The friends, who normally see one another at least once a month, have not reunited since February.

Friendsgiving isn’t just for 20- and 30-somethings. Jessica Walton has turned the event virtual. The 58-year-old, who lives by herself in D.C., has spent the pandemic relying on a small group of neighbors who also live alone. They meet each Thursday, either virtually or outside, and order dinner from a restaurant. But they plan to uphold their new tradition remotely on Thanksgiving Thursday.

“We don’t have a household, we can’t go to a restaurant and sit outside the way some people do,” she said. “But we are doing okay because we have this routine.”

Friendsgiving this year may be replaced by a pandemic-friendly alternative: “Podsgiving.” The CDC encouraged people to spend the holiday with people already in their household. And for many young adults, their podmates are also their friends.

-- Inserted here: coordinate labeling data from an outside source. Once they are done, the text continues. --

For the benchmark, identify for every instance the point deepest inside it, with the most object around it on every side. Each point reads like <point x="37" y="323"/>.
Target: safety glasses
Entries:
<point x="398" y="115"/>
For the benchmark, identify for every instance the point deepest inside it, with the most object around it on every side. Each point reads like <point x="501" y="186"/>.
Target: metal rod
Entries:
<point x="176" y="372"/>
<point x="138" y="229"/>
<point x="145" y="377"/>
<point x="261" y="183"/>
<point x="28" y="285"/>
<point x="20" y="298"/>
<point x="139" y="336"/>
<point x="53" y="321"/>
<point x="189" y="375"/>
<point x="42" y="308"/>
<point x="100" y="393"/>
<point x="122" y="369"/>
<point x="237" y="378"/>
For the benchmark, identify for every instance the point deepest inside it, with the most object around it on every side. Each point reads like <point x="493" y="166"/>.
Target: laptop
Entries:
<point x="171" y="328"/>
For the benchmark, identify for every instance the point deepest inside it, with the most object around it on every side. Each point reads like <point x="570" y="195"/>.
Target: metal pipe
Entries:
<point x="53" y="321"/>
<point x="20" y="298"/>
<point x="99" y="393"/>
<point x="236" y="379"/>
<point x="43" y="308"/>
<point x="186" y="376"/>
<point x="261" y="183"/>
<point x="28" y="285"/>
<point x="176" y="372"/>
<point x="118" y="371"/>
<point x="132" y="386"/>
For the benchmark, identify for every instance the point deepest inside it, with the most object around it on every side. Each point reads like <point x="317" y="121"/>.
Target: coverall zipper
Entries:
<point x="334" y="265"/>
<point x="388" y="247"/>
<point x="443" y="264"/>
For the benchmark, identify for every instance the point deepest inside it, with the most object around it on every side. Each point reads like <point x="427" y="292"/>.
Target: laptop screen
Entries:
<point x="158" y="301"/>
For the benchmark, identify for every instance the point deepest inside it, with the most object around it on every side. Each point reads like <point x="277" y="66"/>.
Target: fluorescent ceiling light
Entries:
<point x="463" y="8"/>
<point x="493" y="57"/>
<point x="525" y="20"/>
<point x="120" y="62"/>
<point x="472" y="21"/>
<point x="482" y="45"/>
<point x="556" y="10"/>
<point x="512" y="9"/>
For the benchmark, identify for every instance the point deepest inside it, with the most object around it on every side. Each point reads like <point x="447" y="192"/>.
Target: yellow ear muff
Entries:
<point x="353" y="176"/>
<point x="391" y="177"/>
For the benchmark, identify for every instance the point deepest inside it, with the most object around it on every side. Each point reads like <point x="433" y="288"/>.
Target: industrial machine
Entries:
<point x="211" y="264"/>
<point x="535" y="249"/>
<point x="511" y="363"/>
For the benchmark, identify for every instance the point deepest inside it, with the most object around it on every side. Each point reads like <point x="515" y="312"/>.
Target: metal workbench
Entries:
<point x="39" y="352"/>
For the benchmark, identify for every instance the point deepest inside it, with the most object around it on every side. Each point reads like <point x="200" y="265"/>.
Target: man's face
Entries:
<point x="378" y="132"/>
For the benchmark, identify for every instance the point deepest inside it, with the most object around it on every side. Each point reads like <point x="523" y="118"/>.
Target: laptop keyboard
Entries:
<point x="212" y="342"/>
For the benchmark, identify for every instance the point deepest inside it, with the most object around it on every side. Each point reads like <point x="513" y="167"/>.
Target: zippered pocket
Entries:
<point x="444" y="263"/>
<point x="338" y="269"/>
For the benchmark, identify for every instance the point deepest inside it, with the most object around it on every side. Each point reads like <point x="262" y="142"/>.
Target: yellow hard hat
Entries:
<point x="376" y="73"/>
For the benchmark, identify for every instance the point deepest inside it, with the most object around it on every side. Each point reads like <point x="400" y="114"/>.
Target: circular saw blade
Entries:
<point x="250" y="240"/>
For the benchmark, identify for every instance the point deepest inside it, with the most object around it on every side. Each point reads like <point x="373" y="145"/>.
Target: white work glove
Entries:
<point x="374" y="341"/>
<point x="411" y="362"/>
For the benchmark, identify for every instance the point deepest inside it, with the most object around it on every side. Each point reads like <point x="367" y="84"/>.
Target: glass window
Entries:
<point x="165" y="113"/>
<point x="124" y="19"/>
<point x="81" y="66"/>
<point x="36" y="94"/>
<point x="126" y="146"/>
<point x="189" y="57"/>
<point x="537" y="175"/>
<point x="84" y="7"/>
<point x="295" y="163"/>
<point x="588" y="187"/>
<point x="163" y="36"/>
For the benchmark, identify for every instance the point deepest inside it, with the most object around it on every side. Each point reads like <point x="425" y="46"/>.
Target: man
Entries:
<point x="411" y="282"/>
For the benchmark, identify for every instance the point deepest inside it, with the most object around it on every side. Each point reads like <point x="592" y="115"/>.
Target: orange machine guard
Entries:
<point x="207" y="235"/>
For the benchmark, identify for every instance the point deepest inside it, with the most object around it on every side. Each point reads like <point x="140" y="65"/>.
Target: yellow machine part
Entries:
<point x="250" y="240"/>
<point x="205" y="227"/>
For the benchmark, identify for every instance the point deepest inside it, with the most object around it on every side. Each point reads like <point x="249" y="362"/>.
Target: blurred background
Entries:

Michelle Chun, 25, and Sarang Kim, 24, canceled their trip home to Texas last week given the accelerating spread of the coronavirus. Instead of Kim’s annual “Korean American Thanksgiving mash-up” with 25 relatives and a round of post-dinner karaoke, the roommates plan to spend Thanksgiving together in their D.C. apartment.

“It’s different, but we can’t be too upset because of the external circumstances,” said Kim, in line for a coronavirus test last Wednesday. “At least we will be together,” she added, looking at Chun.

Joshua Gordon, director of the National Institute of Mental Health, said it is especially important for people to reach out to their loved ones during this year’s holiday season.

“In this year of social distancing, of economic stress, of racial strife, of political splintering,” Gordon said, “it is all the more important that people have the opportunity to reach out and get social support from their friends and family and loved ones.”